GTP-ViT: Efficient Vision Transformers via Graph-based Token Propagation

Vision Transformers (ViTs) have revolutionized the field of computer vision, yet their deployments on resource-constrained devices remain challenging due to high computational demands. To expedite pre-trained ViTs, token pruning and token merging approaches have been developed, which aim at reducing the number of tokens involved in the computation. However, these methods still have some limitations, such as image information loss from pruned tokens and inefficiency in the token-matching process. In this paper, we introduce a novel Graph-based Token Propagation (GTP) method to resolve the challenge of balancing model efficiency and information preservation for efficient ViTs. Inspired by graph summarization algorithms, GTP meticulously propagates less significant tokens' information to spatially and semantically connected tokens that are of greater importance. Consequently, the remaining few tokens serve as a summarization of the entire token graph, allowing the method to reduce computational complexity while preserving essential information of eliminated tokens. Combined with an innovative token selection strategy, GTP can efficiently identify image tokens to be propagated. Extensive experiments have validated GTP's effectiveness, demonstrating both efficiency and performance improvements. Specifically, GTP decreases the computational complexity of both DeiT-S and DeiT-B by up to 26% with only a minimal 0.3% accuracy drop on ImageNet-1K without finetuning, and remarkably surpasses the state-of-the-art token merging method on various backbones at an even faster inference speed. The source code is available at https://github.com/Ackesnal/GTP-ViT.

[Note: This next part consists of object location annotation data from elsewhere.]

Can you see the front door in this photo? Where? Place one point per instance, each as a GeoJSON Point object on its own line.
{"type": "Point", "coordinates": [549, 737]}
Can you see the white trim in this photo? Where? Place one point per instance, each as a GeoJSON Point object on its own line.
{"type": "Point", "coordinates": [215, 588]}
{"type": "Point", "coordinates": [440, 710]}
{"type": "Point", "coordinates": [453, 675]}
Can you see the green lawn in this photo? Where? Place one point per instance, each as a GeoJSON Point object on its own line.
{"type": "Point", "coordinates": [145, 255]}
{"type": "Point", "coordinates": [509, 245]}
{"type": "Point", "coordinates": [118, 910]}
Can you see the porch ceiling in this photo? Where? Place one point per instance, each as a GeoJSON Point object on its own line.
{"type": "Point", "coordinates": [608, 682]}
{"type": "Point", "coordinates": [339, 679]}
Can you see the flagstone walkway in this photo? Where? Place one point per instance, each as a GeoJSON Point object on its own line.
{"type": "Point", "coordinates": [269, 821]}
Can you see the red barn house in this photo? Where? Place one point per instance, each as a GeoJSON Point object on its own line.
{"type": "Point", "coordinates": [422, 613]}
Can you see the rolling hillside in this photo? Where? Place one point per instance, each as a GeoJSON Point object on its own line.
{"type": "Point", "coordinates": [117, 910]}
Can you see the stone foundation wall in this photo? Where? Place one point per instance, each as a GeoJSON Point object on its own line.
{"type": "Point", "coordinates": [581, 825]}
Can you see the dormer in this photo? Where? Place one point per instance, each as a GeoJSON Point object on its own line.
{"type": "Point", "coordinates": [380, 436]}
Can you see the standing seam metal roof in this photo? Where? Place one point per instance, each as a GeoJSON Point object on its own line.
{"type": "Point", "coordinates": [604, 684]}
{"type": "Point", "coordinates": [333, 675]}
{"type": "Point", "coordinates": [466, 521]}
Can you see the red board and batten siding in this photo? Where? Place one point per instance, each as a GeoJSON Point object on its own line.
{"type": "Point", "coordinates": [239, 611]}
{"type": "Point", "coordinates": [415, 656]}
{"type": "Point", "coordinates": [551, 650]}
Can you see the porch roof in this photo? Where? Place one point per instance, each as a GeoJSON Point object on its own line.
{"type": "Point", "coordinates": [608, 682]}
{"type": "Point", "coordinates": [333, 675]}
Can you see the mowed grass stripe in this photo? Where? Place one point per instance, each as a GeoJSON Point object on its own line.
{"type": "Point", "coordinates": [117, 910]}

翻译：视觉Transformer（ViTs）已彻底变革计算机视觉领域，但其在资源受限设备上的部署仍因高计算需求而面临挑战。为加速预训练ViTs，研究者开发了令牌剪枝与令牌合并方法，旨在降低参与计算的令牌数量。然而，这些方法仍存在局限性，例如被剪枝令牌导致的图像信息丢失以及令牌匹配过程中的低效性。本文提出了一种新颖的基于图的令牌传播（Graph-based Token Propagation, GTP）方法，以解决高效ViTs中模型效率与信息保留之间的平衡难题。受图摘要算法启发，GTP精心地将次要令牌的信息传播至空间与语义上关联性更强的关键令牌。最终，保留下的少量令牌作为整个令牌图的摘要，使方法在降低计算复杂度的同时保留被消除令牌的关键信息。结合创新性的令牌选择策略，GTP能够高效识别需传播的图像令牌。大量实验验证了GTP的有效性，其在效率与性能上均展现出提升。具体而言，GTP在无需微调的情况下，将DeiT-S与DeiT-B的计算复杂度降低高达26%，且在ImageNet-1K上仅造成0.3%的精度下降，同时以更快的推理速度显著超越现有最先进的令牌合并方法。源代码已发布于https://github.com/Ackesnal/GTP-ViT。